Learning from failed scans
January 20, 2026
Since version 1.0, released last September, FairScan has been updated 11 times with regular improvements. Many of those updates focus on FairScan's core, the automatic processing of captured images, with the goal of producing clean PDFs effortlessly. And yet, the result is not always what you expect. The result is sometimes not as good as what you get from a commercial app, even if it's done in a much more respectful way.
Of course, what those commercial apps produce is the result of years of work. Some of them also store all user scans in the cloud, which gives them access to massive amounts of data they can use to improve their algorithms. FairScan doesn't collect any data from its users, and its detection model is trained on a public dataset.
With the latest release, however, there is now an easy way to share the images that FairScan doesn't handle well. And that can help make FairScan better.
Where the processing can fail
When you tap on the capture button in FairScan (the big round one), you get a preview of the scanned page after a fraction of a second. It's not the photo you just captured, but the result of the automatic image processing pipeline that the app runs behind the scenes. As the app is still far from perfect, each step of that pipeline can produce suboptimal results.

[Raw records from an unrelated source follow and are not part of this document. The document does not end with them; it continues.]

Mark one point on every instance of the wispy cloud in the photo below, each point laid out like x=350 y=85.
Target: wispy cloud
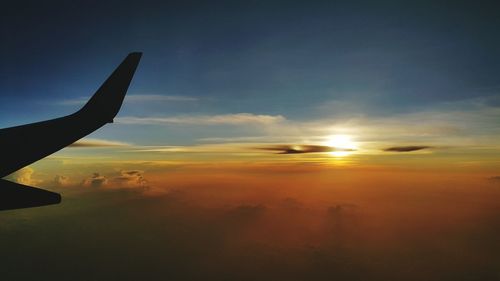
x=299 y=149
x=228 y=119
x=98 y=143
x=409 y=148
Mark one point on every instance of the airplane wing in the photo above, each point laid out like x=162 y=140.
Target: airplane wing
x=29 y=143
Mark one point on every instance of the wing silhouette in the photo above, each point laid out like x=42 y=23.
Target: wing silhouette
x=29 y=143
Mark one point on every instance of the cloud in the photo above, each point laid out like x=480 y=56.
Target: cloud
x=298 y=149
x=96 y=180
x=407 y=148
x=97 y=143
x=494 y=178
x=25 y=176
x=60 y=180
x=131 y=178
x=224 y=119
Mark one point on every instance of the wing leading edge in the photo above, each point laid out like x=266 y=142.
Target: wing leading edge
x=29 y=143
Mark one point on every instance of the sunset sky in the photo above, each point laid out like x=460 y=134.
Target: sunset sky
x=261 y=140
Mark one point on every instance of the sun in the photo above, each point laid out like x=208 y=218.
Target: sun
x=343 y=145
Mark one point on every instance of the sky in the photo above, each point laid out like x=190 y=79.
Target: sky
x=260 y=140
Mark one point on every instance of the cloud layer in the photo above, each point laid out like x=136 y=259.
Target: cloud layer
x=225 y=119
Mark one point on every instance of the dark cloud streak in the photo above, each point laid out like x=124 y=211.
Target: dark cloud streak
x=300 y=149
x=407 y=148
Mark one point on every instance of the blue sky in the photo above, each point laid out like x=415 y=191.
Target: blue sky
x=298 y=60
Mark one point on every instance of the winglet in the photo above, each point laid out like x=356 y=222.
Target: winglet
x=17 y=196
x=106 y=102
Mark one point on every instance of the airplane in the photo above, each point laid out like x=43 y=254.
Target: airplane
x=29 y=143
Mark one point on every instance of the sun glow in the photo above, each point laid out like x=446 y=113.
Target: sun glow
x=343 y=145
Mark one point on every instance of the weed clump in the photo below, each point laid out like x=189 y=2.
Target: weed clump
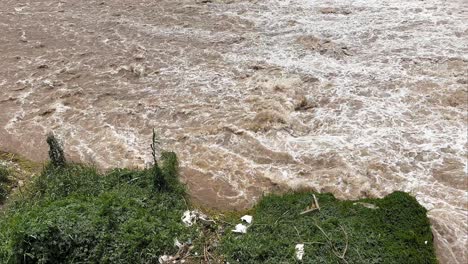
x=73 y=213
x=4 y=172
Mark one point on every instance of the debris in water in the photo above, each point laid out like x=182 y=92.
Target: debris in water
x=189 y=218
x=367 y=205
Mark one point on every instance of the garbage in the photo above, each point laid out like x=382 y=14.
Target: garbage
x=164 y=259
x=314 y=206
x=299 y=251
x=179 y=257
x=247 y=218
x=240 y=228
x=190 y=217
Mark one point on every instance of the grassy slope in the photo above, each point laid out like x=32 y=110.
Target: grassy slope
x=78 y=215
x=397 y=232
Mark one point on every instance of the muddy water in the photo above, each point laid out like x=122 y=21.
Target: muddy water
x=358 y=98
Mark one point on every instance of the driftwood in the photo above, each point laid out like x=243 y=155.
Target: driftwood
x=314 y=206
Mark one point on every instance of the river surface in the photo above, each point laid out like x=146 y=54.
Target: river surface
x=358 y=98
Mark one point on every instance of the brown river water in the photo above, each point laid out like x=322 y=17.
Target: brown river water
x=358 y=98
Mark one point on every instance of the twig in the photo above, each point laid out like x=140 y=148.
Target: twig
x=316 y=202
x=330 y=242
x=308 y=211
x=297 y=231
x=281 y=216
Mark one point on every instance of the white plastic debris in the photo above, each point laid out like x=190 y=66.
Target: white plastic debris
x=240 y=228
x=299 y=251
x=164 y=259
x=247 y=218
x=189 y=218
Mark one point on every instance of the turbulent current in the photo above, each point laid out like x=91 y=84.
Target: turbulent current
x=358 y=98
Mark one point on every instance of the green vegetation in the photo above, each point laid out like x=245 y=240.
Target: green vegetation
x=4 y=188
x=71 y=213
x=397 y=231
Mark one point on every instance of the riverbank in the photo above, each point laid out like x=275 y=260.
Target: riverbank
x=74 y=213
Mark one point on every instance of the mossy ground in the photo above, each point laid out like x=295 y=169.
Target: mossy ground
x=76 y=214
x=398 y=231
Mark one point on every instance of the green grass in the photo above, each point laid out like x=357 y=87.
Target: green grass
x=75 y=214
x=396 y=232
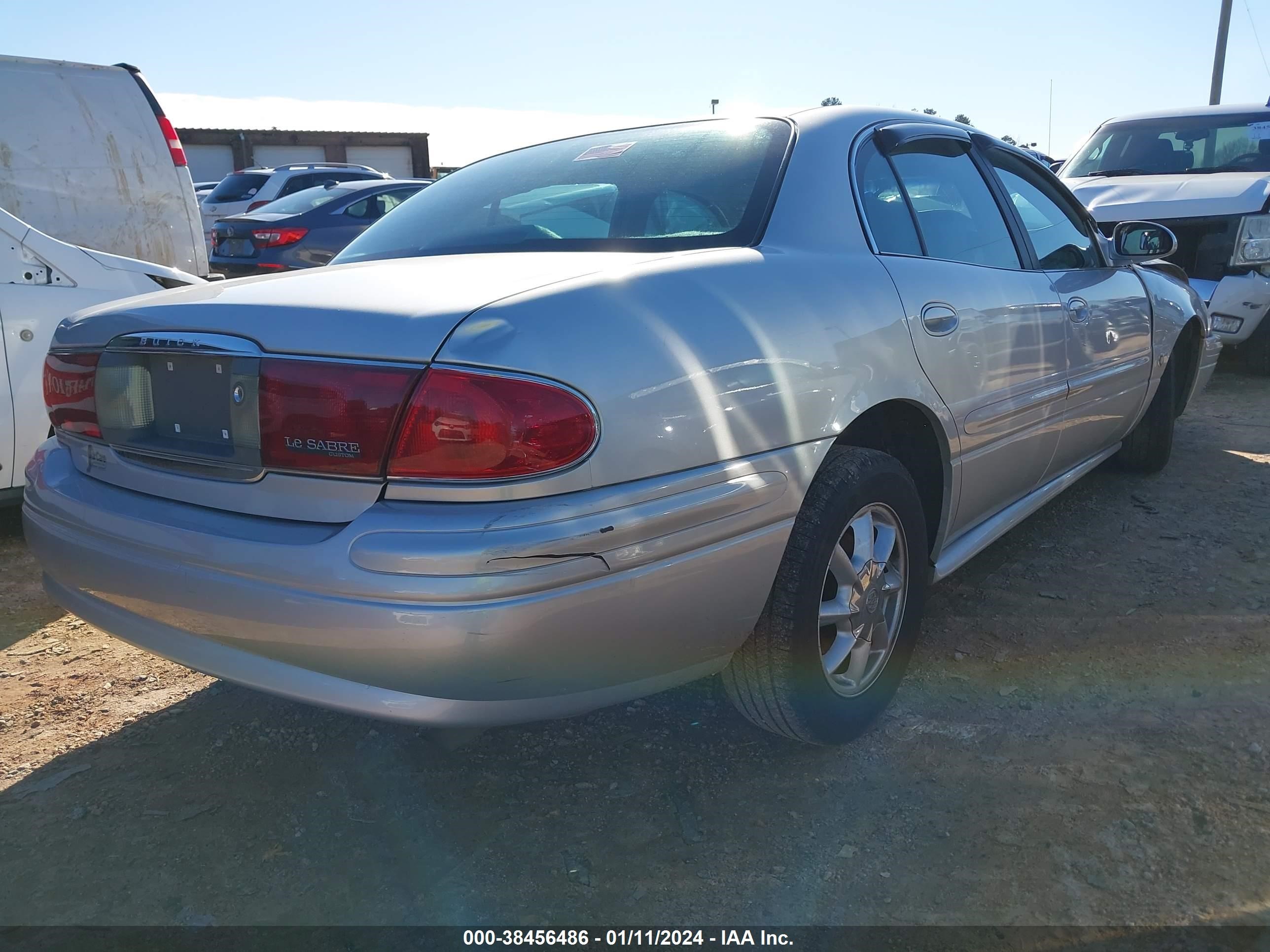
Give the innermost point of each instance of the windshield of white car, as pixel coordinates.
(695, 184)
(1175, 146)
(305, 200)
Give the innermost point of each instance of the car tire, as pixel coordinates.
(784, 678)
(1256, 351)
(1150, 444)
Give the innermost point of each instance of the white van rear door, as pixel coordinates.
(85, 160)
(7, 453)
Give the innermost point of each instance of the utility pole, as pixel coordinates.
(1223, 28)
(1050, 144)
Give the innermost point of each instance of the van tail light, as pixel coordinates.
(329, 418)
(470, 426)
(175, 148)
(277, 238)
(70, 393)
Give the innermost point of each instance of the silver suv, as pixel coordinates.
(248, 190)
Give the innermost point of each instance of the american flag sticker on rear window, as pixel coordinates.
(603, 151)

Here are some typical examples:
- Document detection is the most critical step. It may fail to detect edges accurately, especially in difficult conditions, for example when multiple documents appear in the frame.
- Color detection tries to determine automatically whether a document should be processed as grayscale or as color, but this is not always as straightforward as it sounds, particularly with low-saturation colors or under dim lighting.
- Brightness and contrast are adjusted automatically, which can sometimes result in documents that are too bright or too dark.
When the app produces a good-looking document (which is hopefully most of the time), that's great for users. But those cases don't help improve FairScan. The real learning comes from the situations where the result is disappointing. Those "bad" cases highlight what needs to be improved and help guide future work.
How you can help
When a page is processed badly, you can now report it easily:
- Open the menu at the top right and go to the About screen
- Tap on Report a problem with last captured image

Your system will then let you choose which app to use to send the image. The email address is prefilled with contact@fairscan.org. Nothing is sent directly by FairScan: the app only prepares the data and hands it over to the app you choose to actually send it. Your email app should let you see the image before sending it, and you can add a short description of the issue you noticed.
Please note that the image that is sent is not the result of FairScan's processing. It is the raw image captured by your device, which serves as the input of the processing pipeline. Also note that tapping End scan on the export screen deletes all temporary images, including the last captured one.
What I will do with what you send (and what I won't do)
I will not share or publish your images. This is probably what you would expect from an app that aims to be respectful, but it's worth stating explicitly. Please avoid sending sensitive documents, though: I would not feel comfortable receiving them. Also keep in mind that email is not encrypted.
When you send an image, I reproduce locally the processing that happened on your device. That's why the FairScan version you used is automatically included in the email subject. It allows me to observe the issue myself and investigate it properly.
Over time, these reports help reveal patterns: situations or document types that are not well represented in the dataset I built to train the document detection model. When that happens, I do not add the received images to the dataset. Instead, I create similar images myself. This is because copyright may apply both to the photo itself and to the documents that appear in the image.
The dataset currently contains over 600 images. That's already useful, but it's still a very small sample compared to the variety of documents and real-world conditions in which FairScan is used every day. Inevitably, it has biases that need to be identified and addressed. This is especially important since the same dataset is used not only for document detection, but also to evaluate other heuristics in the processing pipeline, such as color detection (see this blog post).
With FairScan, you own your data. Your scans are not automatically uploaded to a cloud to be analyzed or reused by large companies.
If you're willing to help improve FairScan, you can now easily share an image that the app didn't process correctly. This directly helps improve the automatic processing pipeline and make its results more reliable over time.
Every report contributes to better scans, for everyone.